L’originalità della serie, però, sta nell’introdurre un elemento contestuale fondamentale. In sovraimpressione, infatti, durante gran parte delle scene appare il bilancio dell’economia di Alex. Man mano che la cifra si avvicina agli zero dollari il suo campo d’azione si limita sempre di più e, per dare da mangiare a sua figlia, diventa sempre più verosimile chiedere aiuto a un padre abusante, alla madre manipolatrice o all’ex compagno violento. Come scriveva Freud già nel 1921, nel suo Psicologia delle masse e analisi dell’Io, quando si studia attentamente una situazione concreta i limiti tra i processi intrapsichici e le dinamiche sociali si sfumano: “Nella vita dell’individuo l’altro rappresenta sempre un modello, un oggetto, un amico od un nemico, e sin dall’inizio la psicologia individuale è anche, sotto un certo aspetto, una psicologia sociale”.
Nonostante da più di un secolo la tradizione psicoanalitica abbia messo la questione sociale e collettiva al centro del dibattito, il discorso istituzionale sulla salute mentale continua a ricostruire una fantasia in cui esistono solo sintomi individuali. La crisi economica, i disastri ambientali, la violenza politica o quella domestica si trasformano in fantasmi che rimangono fuori dal setting terapeutico, del reparto psichiatrico e anche dal centro di meditazione. Inoltre, la diagnosi, che dovrebbe essere uno strumento utile al processo di cura, diventa invece l’obiettivo finale dello specialista, un’etichetta che dà senso alla nostra identità o una certificazione per non dover competere con gli alti livelli di rendimento richiesti dal mercato.

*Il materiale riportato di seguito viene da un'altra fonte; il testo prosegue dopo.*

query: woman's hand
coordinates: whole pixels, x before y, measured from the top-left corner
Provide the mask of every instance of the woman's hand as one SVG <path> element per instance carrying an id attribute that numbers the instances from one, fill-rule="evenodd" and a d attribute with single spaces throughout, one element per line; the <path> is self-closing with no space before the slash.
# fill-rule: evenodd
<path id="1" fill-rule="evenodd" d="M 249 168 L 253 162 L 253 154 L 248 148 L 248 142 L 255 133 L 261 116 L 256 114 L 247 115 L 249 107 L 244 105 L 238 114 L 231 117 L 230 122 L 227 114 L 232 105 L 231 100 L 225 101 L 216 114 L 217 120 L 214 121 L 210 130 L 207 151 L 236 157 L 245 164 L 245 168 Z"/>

La diagnosi, da strumento utile al processo di cura, diventa invece l’obiettivo finale, un’etichetta che dà senso alla nostra identità o una certificazione per non dover competere con gli alti livelli di rendimento richiesti dal mercato.

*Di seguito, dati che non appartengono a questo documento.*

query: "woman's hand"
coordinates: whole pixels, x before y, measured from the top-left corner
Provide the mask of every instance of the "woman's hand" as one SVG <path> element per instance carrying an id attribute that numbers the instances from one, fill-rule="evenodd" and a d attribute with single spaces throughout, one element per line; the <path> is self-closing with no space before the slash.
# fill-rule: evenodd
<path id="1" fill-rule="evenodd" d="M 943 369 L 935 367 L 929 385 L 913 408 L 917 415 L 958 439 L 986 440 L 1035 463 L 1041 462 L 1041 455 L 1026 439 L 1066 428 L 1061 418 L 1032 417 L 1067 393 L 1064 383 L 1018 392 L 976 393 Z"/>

Nell’ottobre del 2022, l’Organizzazione Mondiale della Salute (OMS) si è riunita a Roma per presentare il report intitolato Trasformare la salute mentale per tutti. Nel testo, i ricercatori dell’OMS scrivono che: “una cattiva salute mentale interferisce con la capacità di lavorare, studiare e apprendere nuove competenze. Essa ostacola i risultati scolastici dei bambini e può avere un impatto sulle prospettive occupazionali future”. Il danno economico provocato dalla depressione e l’ansia viene calcolato nell’ordine di mille miliardi di dollari annui a causa dell’assenteismo lavorativo, il presenzialismo e il turnover del personale.

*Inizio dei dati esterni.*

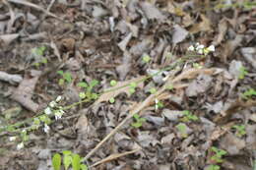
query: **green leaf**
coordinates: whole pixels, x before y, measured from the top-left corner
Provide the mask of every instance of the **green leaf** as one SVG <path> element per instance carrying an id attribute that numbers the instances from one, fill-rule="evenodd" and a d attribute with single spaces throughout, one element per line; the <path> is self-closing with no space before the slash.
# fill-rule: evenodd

Se, come scrive l’Assemblea Antipsichiatrica in Il capitalismo nuoce gravemente alla salute, ci si concentra sui sintomi perché “occuparsi delle cause non genera profitto” allora la salute mentale si riduce a una tecnica per renderci più adatti, competitive e funzionali a un mondo ingiusto, inquinato e violento. Il rischio è che le politiche di salute mentale promosse dalle istituzioni mediche abbiamo un obiettivo pacificatorio più che curativo. Come recitava uno striscione esposto al presidio di protesta durante la riunione dell’OMS a Roma: “non vogliono che stiamo bene, vogliono che stiamo buonə”. Al nuovo mantra della salute mentale individualista vale la pena rispondere recuperando le pratiche che hanno portato l’Italia al centro del dibattito internazionale e tornare a trasformare la nostra salute mentale trasformando il mondo.